Многие работы, посвященные исторической памяти, претендующие на аналитический статус, своим содержанием относятся прежде всего к аффирмативной и дидактической историографии: они актуализируются текущими политическими заданиями или культуртрегерским энтузиазмом. Авторы со всей серьезностью вписывают свои рассуждения о природе исторической политики (в основном называя ее «политикой памяти») в необходимость помогать «строительству нации», формированию национального самосознания, идентичности и т. д.[62]
Во многих случаях прочтение «западных авторитетов» оборачивается некритической трансляцией идей, возникших в радикально иных культурных, политических и познавательных контекстах. В результате случаются удивительные гибриды, когда мыслителей постмодерна представляют как пропагандистов национальной идеи, а правоверные позитивисты радуют читателя ссылками на авторов, давно признавших историю не более чем текстом, транслирующим господствующие дискурсы.
Нынешняя общественно-политическая ситуация, связанная с войной на востоке страны, аннексией Крыма Россией и необходимостью противостояния в информационно-психологической войне, только усиливает тенденцию к актуализации исследований памяти прежде всего в рамках аффирмативной и дидактической истории (о политологах мы умалчиваем) и сужает пространство взвешенного академического дискурса: стоит обратить внимание на то обстоятельство, что формулировка темы двух из трех упомянутых выше «довоенных» научных конференций – «память как поле борьбы», а название одного из интернет-сайтов, претендующих на просветительскую миссию, – «Исторический фронт»[63].

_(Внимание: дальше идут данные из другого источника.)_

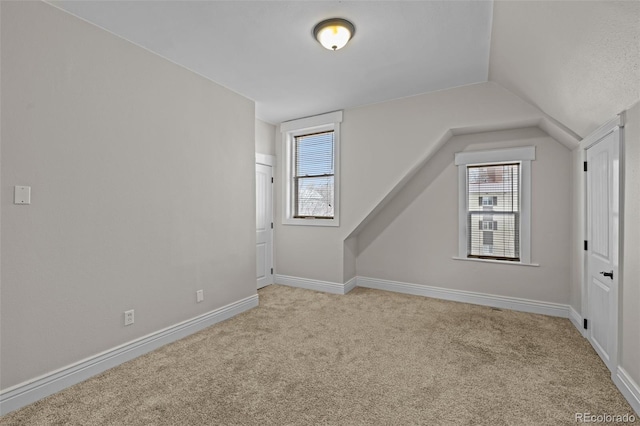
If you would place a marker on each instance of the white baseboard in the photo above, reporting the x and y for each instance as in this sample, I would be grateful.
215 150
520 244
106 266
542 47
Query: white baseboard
629 389
350 285
23 394
324 286
503 302
576 320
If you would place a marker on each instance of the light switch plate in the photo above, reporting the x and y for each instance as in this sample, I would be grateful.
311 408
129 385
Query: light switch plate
22 195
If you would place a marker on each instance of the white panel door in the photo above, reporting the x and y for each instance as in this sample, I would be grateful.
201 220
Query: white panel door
603 182
264 223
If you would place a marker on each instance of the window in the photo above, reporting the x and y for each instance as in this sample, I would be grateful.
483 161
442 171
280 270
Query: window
311 172
494 204
499 186
313 176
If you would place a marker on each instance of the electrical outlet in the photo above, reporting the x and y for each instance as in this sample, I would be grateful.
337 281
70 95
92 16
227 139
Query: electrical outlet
128 317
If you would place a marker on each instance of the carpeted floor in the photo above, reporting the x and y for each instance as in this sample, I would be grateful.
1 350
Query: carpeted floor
370 357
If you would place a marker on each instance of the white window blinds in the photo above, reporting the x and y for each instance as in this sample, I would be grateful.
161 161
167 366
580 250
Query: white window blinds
314 176
493 211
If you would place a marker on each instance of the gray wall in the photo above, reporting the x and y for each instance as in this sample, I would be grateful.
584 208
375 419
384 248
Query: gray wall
142 177
265 138
380 145
416 242
630 317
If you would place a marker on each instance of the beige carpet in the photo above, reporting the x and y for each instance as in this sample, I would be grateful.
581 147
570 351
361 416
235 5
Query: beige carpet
370 357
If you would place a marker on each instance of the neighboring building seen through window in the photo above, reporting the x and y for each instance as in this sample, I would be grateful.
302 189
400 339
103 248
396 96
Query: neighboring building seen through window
314 175
493 216
311 170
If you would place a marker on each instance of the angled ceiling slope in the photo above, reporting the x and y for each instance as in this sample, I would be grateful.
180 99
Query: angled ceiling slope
265 50
578 61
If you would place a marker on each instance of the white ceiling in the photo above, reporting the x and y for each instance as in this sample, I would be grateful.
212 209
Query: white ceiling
265 50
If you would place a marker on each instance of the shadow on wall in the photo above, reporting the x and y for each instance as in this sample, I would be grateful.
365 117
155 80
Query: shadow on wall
407 191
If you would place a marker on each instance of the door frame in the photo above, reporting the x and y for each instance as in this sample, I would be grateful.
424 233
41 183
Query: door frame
270 160
614 125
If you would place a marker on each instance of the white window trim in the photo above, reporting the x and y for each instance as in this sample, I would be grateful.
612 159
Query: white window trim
522 155
291 129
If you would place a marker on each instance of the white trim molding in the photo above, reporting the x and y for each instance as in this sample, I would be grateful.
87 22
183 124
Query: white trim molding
503 302
267 160
25 393
317 285
629 389
522 155
304 126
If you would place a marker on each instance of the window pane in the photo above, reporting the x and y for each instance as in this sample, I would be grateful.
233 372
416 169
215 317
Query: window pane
314 154
315 196
493 217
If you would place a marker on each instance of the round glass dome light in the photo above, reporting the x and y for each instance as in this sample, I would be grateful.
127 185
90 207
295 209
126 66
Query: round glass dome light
334 33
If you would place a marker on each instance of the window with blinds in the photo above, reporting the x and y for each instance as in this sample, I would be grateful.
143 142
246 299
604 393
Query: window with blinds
493 211
314 173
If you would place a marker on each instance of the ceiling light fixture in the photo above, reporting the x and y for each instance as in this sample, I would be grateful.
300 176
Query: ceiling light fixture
334 33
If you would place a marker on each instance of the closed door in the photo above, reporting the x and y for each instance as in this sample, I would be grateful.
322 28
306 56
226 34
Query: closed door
264 225
603 159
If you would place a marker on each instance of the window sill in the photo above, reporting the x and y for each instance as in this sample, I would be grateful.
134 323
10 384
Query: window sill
311 222
501 262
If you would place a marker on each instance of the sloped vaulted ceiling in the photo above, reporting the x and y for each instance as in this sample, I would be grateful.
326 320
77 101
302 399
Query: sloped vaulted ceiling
578 61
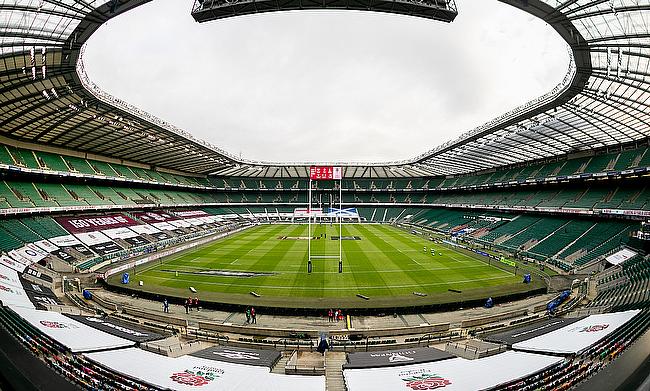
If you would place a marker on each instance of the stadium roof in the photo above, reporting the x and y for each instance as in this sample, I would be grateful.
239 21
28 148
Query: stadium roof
603 101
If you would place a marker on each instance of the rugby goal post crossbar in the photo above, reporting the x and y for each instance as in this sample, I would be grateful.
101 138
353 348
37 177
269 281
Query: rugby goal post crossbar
310 216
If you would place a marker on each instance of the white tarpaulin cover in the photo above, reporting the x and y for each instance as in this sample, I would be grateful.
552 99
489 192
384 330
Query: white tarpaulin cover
28 254
45 245
93 238
12 263
120 233
68 332
579 335
65 241
164 226
620 256
145 229
12 293
187 373
456 374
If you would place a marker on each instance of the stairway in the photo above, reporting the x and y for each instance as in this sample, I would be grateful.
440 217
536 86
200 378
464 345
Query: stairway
333 371
282 362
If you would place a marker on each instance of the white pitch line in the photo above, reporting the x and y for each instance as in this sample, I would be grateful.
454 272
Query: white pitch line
337 288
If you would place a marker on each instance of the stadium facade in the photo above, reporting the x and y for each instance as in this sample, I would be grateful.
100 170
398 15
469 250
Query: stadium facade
90 183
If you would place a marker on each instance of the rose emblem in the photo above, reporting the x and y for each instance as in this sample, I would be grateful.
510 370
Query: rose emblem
595 328
189 379
426 382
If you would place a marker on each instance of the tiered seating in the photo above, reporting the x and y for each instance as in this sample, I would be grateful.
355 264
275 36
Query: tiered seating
29 191
613 344
79 165
10 199
510 228
19 230
51 161
8 242
626 159
44 226
58 193
594 237
535 232
75 368
627 289
559 239
573 370
605 247
84 194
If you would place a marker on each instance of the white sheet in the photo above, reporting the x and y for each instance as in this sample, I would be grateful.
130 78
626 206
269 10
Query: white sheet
456 374
68 332
577 336
187 373
12 293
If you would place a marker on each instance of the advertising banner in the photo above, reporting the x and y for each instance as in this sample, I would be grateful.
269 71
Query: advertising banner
11 263
164 226
317 173
145 229
393 358
39 295
28 254
117 328
620 256
93 238
120 233
190 213
577 336
189 373
75 335
152 217
244 356
46 245
76 225
65 241
456 374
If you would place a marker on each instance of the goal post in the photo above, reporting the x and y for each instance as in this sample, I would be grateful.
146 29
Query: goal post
324 173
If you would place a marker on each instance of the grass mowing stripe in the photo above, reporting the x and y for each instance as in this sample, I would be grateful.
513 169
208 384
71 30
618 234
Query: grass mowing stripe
386 262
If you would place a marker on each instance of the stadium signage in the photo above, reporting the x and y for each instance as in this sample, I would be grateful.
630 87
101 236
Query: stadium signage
94 223
237 355
116 328
422 380
323 173
197 376
393 358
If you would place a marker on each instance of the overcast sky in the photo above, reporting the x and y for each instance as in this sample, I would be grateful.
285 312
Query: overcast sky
326 85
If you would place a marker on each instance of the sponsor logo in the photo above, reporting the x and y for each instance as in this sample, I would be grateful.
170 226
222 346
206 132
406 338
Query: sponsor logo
594 328
237 355
589 329
422 380
116 327
58 325
396 357
199 376
6 289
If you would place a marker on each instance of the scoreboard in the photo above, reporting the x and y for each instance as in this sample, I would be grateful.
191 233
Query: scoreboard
325 173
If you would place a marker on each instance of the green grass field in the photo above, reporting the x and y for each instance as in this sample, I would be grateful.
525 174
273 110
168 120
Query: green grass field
387 265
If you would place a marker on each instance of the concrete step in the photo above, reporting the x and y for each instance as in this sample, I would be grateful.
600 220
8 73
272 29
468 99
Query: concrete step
334 372
282 363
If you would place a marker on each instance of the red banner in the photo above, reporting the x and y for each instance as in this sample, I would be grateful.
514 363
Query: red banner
95 223
322 173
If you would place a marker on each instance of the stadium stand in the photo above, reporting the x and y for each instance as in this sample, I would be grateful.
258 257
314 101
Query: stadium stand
561 181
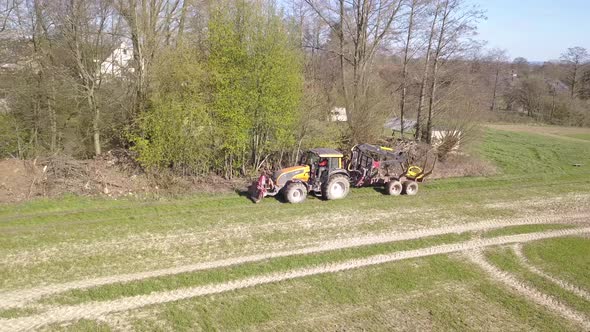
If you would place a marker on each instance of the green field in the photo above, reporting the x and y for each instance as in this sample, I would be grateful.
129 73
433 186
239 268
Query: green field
54 242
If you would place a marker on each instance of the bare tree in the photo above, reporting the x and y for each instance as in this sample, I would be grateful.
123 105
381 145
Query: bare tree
422 95
457 23
7 8
413 8
149 23
361 27
574 58
497 59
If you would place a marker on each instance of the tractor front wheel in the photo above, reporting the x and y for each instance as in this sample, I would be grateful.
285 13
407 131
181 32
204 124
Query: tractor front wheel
394 188
410 188
337 187
295 192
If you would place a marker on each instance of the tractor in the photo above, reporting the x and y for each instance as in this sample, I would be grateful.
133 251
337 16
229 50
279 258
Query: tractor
324 173
320 172
373 165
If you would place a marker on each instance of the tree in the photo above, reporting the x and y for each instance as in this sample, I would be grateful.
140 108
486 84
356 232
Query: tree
457 23
85 29
256 84
574 58
584 89
414 7
497 59
149 24
361 27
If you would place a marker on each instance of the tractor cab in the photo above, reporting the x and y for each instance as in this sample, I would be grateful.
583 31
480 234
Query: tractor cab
319 172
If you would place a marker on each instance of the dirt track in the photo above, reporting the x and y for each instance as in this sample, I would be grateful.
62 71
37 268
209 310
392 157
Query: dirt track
97 310
21 297
529 292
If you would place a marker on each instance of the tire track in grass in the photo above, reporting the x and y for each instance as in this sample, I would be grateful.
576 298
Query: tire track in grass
97 310
538 297
561 283
19 298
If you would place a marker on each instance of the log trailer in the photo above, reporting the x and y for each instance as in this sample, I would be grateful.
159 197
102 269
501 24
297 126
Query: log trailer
328 174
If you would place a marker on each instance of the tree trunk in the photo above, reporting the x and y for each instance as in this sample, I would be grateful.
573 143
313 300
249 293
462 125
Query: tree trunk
181 23
493 106
95 122
418 133
435 66
405 68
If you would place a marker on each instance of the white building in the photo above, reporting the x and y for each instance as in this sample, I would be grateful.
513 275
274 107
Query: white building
117 62
338 114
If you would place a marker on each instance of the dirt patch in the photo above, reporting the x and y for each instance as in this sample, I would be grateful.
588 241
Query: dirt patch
536 296
561 283
16 180
113 174
97 310
552 131
461 165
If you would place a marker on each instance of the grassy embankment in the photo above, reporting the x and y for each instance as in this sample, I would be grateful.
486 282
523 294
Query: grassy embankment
438 292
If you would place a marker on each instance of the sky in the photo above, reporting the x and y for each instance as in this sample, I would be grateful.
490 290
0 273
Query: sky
538 30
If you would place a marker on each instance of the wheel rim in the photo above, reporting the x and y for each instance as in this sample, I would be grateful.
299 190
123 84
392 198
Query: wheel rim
338 189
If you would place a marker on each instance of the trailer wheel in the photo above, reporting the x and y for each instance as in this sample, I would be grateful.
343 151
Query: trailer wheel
337 187
295 192
394 188
410 188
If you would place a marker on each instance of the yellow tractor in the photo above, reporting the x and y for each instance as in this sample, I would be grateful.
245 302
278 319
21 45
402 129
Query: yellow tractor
323 172
320 172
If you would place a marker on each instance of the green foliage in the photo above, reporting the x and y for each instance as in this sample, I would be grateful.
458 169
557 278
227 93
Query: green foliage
175 131
228 110
9 137
256 79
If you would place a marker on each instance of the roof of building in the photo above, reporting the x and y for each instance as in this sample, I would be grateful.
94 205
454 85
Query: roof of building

Эта глава посвящена описанию и анализу политических, культурных и социальных общеевропейских контекстов, которые имеют отношение к формированию исторической политики на Украине. Понимание этих контекстов позволит понять место Украины на европейской карте исторической политики, выяснить ее соответствие неким общим тенденциям и ее «национальные особенности». Выражение «общеевропейские контексты» не должно вводить в заблуждение – «общими» они становились только тогда, когда имели схожую динамику и направленность (например, идеологическую) или же когда они становились продуктом целенаправленных действий то ли согласившихся на общую политику национальных правительств, то ли транснациональных и наднациональных европейских государственных и общественных институтов. Разумеется, общность основывается и на неких разделяемых всеми базовых ценностях.
Стоит учесть и то обстоятельство, что начиная с 1945 года Европа трижды пребывала в состоянии «после»: послевоенном (где память о войне и ее наследие были главной темой исторической политики), после краха коммунизма (то есть все 1990-е и начало 2000-х), когда заботы о «послевоенном» обустройстве Европы дополнились разбирательствами с коммунистическим прошлым и его наследием (посткоммунистический период), и после «воссоединения» Европы в 2004–2007 годах, когда история и память, рассматривавшиеся промоутерами исторической политики как интеграционные инструменты, вдруг стали давать сбой именно в этом качестве. Возможно, сейчас, после краха Ялтинско-Потсдамской системы, масштабного миграционного кризиса и катастрофически нарастающего политического кризиса Евросоюза, мы стоим на пороге нового «после», но движение к нему еще не завершилось.